Rişi cevap verdi: “Arkadaş, on altı uzuvlu kişi burada, bendedir.

O, şöyle düşündü: Ayrıldığında benim de ayrılacağım, kaldığında benim de kalacağım nedir?

(O) kendinden Prana’yı var etti; Prana’dan Sraddha (iman), esir, hava, ışık, su, toprak, duyu, zihin, yiyecek; yiyecekten de kuvvet, kefaret, ilahiler, kurban, dünyalar ve dünyalardan ad var oldu.

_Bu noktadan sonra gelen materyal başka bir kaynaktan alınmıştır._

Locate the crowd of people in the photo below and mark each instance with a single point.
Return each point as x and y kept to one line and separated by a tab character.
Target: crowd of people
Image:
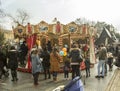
48	60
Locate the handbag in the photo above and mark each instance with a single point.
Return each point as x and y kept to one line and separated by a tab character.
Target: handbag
82	65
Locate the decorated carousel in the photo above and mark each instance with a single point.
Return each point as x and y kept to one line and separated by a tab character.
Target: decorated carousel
59	34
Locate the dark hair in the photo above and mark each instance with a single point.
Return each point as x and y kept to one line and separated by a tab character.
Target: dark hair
12	48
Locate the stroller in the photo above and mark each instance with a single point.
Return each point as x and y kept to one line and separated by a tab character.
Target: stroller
74	85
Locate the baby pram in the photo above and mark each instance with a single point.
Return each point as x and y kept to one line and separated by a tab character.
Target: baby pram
74	85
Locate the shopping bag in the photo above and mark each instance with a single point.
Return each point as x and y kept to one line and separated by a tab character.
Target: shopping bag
82	65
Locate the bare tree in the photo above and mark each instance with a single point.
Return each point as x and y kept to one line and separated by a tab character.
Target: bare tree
2	13
21	17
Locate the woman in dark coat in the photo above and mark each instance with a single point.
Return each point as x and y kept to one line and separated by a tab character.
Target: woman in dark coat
13	62
46	63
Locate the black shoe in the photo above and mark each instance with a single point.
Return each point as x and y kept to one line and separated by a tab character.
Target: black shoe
97	76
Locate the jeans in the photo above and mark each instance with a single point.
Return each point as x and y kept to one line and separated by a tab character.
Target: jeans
35	76
75	71
101	64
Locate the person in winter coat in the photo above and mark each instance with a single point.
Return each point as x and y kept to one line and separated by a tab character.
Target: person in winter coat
36	66
1	64
46	63
87	66
76	58
55	63
23	53
66	69
102	60
13	62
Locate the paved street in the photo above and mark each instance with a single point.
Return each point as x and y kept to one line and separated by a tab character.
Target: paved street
25	82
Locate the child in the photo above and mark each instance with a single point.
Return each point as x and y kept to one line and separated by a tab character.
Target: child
87	64
110	61
66	69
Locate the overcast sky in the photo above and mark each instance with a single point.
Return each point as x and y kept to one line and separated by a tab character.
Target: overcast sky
66	10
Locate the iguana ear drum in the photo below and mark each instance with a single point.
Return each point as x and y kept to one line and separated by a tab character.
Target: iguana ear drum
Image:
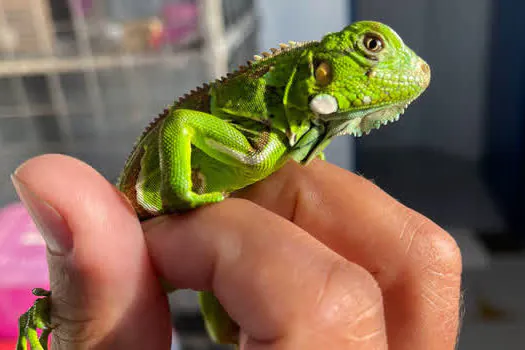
323	74
323	104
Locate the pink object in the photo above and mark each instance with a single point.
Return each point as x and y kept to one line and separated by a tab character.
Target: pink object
23	266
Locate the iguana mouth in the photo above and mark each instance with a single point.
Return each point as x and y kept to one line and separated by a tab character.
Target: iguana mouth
365	120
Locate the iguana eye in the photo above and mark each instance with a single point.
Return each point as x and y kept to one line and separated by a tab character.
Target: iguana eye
323	74
373	43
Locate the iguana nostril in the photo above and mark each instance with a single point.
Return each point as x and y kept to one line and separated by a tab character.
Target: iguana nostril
425	68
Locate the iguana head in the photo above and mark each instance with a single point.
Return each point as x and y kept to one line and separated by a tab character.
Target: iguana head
364	77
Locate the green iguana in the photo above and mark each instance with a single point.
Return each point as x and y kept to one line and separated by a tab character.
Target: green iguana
285	105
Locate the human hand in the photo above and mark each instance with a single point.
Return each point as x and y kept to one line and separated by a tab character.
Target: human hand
319	258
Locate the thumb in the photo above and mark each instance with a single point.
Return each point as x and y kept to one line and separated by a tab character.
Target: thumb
104	291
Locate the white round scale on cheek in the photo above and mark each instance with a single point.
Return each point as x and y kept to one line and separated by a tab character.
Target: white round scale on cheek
324	104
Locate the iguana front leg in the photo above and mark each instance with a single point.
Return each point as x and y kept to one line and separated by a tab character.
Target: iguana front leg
185	129
36	318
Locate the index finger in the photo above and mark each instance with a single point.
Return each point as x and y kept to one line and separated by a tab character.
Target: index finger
416	263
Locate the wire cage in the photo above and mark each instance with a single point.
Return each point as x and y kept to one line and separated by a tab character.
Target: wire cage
83	77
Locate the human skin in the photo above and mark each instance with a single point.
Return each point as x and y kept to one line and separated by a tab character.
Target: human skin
317	257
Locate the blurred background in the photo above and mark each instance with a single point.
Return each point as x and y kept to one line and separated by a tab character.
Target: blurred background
83	77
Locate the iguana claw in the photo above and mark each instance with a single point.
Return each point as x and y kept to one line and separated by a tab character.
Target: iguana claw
36	318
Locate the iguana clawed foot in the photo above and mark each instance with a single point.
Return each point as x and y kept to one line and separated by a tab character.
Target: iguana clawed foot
36	318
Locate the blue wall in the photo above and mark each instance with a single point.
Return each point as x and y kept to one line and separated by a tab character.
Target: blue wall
505	147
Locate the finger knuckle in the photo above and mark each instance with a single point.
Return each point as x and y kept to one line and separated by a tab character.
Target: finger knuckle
434	246
348	293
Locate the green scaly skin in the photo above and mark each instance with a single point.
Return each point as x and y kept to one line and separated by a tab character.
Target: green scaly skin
236	131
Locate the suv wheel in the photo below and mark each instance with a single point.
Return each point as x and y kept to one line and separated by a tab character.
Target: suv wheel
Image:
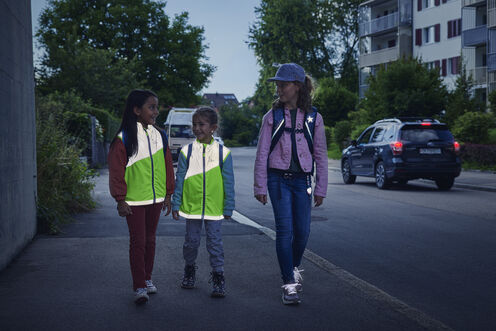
381	180
348	178
445	183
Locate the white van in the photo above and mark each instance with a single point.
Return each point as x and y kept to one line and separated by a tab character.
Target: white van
179	129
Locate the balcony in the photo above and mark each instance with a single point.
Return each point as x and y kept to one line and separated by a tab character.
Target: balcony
379	57
474	37
470	3
491	62
378	25
479	75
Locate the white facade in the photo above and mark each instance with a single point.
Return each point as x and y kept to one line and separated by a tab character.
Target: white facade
444	49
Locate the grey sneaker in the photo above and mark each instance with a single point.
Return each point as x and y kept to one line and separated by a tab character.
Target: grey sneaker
189	277
150	288
298	278
141	296
290	294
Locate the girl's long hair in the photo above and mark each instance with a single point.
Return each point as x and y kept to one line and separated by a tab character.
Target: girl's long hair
304	101
136	98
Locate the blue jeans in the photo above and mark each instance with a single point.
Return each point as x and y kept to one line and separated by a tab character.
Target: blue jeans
292	205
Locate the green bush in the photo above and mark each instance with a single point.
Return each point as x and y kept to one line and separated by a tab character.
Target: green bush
473	127
341	133
63	180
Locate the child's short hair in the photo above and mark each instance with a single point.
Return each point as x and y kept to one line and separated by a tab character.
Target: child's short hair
207	112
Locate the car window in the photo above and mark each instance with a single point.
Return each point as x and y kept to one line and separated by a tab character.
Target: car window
378	134
181	131
389	134
365	137
420	134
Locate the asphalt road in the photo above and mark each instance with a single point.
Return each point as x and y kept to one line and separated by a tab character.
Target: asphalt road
434	250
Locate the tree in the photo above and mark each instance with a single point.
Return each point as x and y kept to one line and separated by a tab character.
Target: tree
321	36
404	88
333	101
461	101
165	55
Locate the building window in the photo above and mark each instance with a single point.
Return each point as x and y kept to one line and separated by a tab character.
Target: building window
454	28
454	64
429	35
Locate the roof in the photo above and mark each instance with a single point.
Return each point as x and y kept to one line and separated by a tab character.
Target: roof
218	100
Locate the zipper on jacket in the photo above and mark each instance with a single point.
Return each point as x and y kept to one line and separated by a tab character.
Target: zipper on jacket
151	159
203	204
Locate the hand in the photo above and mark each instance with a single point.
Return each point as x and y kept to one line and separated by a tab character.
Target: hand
123	208
318	200
167	205
175	215
261	197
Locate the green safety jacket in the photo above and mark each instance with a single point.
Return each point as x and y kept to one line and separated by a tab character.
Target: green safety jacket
203	190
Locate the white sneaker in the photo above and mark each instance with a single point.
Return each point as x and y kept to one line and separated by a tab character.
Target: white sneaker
141	296
298	278
290	294
150	288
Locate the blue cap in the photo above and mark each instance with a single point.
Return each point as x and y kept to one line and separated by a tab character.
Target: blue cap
289	72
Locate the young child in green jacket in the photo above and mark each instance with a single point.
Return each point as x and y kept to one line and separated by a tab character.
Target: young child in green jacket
204	193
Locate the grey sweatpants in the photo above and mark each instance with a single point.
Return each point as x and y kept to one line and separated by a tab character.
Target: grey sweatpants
215	246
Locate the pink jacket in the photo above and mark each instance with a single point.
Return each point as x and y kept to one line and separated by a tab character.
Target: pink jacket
280	157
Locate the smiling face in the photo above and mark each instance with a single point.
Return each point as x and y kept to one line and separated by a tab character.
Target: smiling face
147	114
288	93
202	129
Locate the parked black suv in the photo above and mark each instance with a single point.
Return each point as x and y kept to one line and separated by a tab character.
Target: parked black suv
401	149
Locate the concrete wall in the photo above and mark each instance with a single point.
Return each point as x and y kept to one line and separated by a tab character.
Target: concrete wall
17	130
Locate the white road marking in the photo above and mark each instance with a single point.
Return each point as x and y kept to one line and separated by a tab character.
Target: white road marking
367	289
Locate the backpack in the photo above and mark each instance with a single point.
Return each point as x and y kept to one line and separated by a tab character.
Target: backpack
278	127
221	156
165	141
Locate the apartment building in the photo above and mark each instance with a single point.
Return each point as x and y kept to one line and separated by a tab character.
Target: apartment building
479	44
385	32
430	30
437	28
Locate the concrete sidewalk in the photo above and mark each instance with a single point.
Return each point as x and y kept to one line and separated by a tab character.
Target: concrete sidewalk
469	179
80	280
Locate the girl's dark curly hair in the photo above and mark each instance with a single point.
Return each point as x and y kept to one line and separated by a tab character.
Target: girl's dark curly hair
304	101
136	98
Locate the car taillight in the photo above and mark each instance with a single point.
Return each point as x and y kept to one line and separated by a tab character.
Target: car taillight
397	147
456	146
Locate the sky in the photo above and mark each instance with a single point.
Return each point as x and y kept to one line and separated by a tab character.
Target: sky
226	24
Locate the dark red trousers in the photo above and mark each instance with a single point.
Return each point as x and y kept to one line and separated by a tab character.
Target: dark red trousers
142	226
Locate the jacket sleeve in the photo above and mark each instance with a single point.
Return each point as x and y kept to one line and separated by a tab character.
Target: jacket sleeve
117	161
228	180
263	149
182	168
169	170
320	156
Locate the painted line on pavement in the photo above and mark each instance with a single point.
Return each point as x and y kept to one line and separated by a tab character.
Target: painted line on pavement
367	289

Okyanusa doğru akan şu ırmaklar ona ulaştığında,  adları ve biçimleri parçalanarak, nasıl içine gömülüyor ve insanlar tek bir okyanustan söz ediyorlarsa, aynı şekilde, izleyenin on altı uzvu da Kişi’ye (Puruşa) yönelir, ona ulaştığında içine gömülür, adları ve biçimleri parçalanır ve insanlar tek bir kişi’den söz eder ve o uzuvsuz, ölümsüz hale gelir. Bu konuda şöyle bir dize vardır:

“Bir tekerleğin poyrasındaki parmaklar gibi şu uzuvların da kendisine dayandığı ve bilinecek kişi (var ya), onu bilin ki, ölüm sizi acıtmasın.”

Sonra Pippalada onlara şöyle dedi: “En Yüce Brahman hakkında bildiğim budur, ondan daha yüksek hiçbir şey yok.”

Öbürleri onu överek şöyle dediler: “Muhakkak ki sen bizim babamızsın, bizi cehaletimizden kurtarıp karşı kıyıya taşıdın!”